NetBSD Problem Report #43336
From hf@spg.tu-darmstadt.de Fri May 21 16:00:49 2010
Return-Path: <hf@spg.tu-darmstadt.de>
Received: from mail.netbsd.org (mail.netbsd.org [204.152.190.11])
by www.NetBSD.org (Postfix) with ESMTP id 7C25463B873
for <gnats-bugs@gnats.NetBSD.org>; Fri, 21 May 2010 16:00:49 +0000 (UTC)
Message-Id: <201005211551.o4LFpvpm001308@Gstoder.nt.e-technik.tu-darmstadt.de>
Date: Fri, 21 May 2010 17:51:57 +0200 (CEST)

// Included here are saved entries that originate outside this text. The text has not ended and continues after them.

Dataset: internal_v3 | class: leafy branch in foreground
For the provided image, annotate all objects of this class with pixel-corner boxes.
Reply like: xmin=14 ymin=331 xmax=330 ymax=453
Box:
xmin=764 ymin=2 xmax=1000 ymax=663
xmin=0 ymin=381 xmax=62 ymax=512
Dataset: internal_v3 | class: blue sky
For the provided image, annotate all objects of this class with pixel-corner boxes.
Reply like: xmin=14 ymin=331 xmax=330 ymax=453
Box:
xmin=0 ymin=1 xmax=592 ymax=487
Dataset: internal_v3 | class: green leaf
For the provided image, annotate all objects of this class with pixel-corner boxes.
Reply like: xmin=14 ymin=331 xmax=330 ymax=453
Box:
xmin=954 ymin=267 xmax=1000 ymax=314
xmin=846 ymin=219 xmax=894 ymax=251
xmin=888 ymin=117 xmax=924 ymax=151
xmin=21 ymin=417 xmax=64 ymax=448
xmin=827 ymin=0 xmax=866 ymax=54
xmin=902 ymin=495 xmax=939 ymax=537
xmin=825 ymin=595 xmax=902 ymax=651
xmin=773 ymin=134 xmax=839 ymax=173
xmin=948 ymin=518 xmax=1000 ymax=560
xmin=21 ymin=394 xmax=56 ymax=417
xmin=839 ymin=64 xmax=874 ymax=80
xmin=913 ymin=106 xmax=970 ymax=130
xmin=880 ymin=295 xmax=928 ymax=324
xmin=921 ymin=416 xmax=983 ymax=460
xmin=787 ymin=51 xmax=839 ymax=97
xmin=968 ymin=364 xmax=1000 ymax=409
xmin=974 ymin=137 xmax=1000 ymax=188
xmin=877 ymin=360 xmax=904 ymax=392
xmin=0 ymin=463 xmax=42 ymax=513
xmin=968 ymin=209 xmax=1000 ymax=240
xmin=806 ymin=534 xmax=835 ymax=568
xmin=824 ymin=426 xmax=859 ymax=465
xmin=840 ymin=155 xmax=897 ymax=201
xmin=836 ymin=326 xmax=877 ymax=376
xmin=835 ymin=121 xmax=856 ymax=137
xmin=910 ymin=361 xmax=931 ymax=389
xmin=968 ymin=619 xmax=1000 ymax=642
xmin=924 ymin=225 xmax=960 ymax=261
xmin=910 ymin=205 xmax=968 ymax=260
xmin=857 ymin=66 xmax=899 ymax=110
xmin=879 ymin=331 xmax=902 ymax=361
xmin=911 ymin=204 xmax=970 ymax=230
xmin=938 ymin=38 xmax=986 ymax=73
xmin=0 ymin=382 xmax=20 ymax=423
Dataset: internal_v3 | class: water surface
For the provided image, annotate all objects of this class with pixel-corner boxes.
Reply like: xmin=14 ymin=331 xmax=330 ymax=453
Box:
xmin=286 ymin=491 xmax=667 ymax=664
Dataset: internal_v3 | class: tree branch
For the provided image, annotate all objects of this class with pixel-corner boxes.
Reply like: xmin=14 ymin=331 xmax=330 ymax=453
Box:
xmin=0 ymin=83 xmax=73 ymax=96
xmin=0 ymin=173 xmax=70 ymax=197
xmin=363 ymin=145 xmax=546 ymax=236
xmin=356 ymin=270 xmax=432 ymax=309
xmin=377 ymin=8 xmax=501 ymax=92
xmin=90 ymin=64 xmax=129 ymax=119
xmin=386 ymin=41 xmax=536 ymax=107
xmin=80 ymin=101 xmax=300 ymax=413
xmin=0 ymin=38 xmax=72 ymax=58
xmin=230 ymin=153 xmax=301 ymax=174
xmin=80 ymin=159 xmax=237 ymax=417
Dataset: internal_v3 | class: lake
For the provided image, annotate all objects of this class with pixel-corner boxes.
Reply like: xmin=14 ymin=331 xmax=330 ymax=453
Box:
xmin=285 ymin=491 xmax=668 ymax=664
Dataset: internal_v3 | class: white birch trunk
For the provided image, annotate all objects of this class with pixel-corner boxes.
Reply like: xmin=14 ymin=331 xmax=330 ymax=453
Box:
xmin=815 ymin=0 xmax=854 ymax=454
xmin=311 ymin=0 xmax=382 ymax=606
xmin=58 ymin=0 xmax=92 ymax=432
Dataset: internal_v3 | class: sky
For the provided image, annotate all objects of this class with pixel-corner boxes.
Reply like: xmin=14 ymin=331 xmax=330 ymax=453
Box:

From: Hauke Fath <hf@spg.tu-darmstadt.de>
Reply-To: Hauke Fath <hf@spg.tu-darmstadt.de>
To: gnats-bugs@gnats.NetBSD.org
Cc: Hauke Fath <hf@spg.tu-darmstadt.de>
Subject: fsck wapbl assertion failure after crash
X-Send-Pr-Version: 3.95
>Number: 43336
>Category: bin
>Synopsis: fsck wapbl assertion failure after crash
>Confidential: no
>Severity: serious
>Priority: medium
>Responsible: bin-bug-people
>State: closed
>Class: sw-bug
>Submitter-Id: net
>Arrival-Date: Fri May 21 16:05:00 +0000 2010
>Closed-Date: Mon Sep 27 16:26:55 +0000 2010
>Last-Modified: Mon Sep 27 16:26:55 +0000 2010
>Originator: Hauke Fath
>Release: NetBSD 5.0_STABLE
>Organization:
--
The ASCII Ribbon Campaign Hauke Fath
() No HTML/RTF in email Institut für Nachrichtentechnik
/\ No Word docs in email TU Darmstadt
Respect for open standards Ruf +49-6151-16-3281
>Environment:
System: NetBSD Gstoder 5.0_STABLE NetBSD 5.0_STABLE (P4W) #0: Mon Mar 8 18:05:33 CET 2010 hf@Hochstuhl:/var/obj/netbsd-builds/5/i386/sys/arch/i386/compile/P4W i386
Architecture: i386
Machine: i386
>Description:
During reboot from a kernel panic, my netbsd-5 system dropped
to single-user, fsck(8) died with the following wapbl
assertion failure:
<http://www.spg.tu-darmstadt.de/~hf/netbsd/netbsd-5-wapbl.jpg>
I've seen this problem three times so far. The only way out
appears to be a 'tunefs -l 0 /dev/rwd0[aefg...]' followed by
'mount -a' and 'shutdown -r now'.
>How-To-Repeat:
On a netbsd-5 machine with file-systems mount(8)ed '-o log'
run into a kernel panic that dumps core and reboots. Find that
fsck(8) will not.
>Fix:
For a workaround, see above.
Manuel Bouyer suggested changing the assertion into a warning,
so that fsck can clean up the log.
>Release-Note:
>Audit-Trail:
From: David Holland <dholland-bugs@netbsd.org>
To: gnats-bugs@NetBSD.org
Cc:
Subject: Re: bin/43336: fsck wapbl assertion failure after crash
Date: Thu, 27 May 2010 07:24:01 +0000
On Fri, May 21, 2010 at 04:05:00PM +0000, Hauke Fath wrote:
> <http://www.spg.tu-darmstadt.de/~hf/netbsd/netbsd-5-wapbl.jpg>
For the record, the transcript is:
# fsck -f
** /dev/rwd0a
assertion "wr->wr_blkhashcnt > 0" failed: file "/public/netbsd-5/sys/kern/vfs_wapbl.c", line 2156, function "wapbl_blkhash_clear"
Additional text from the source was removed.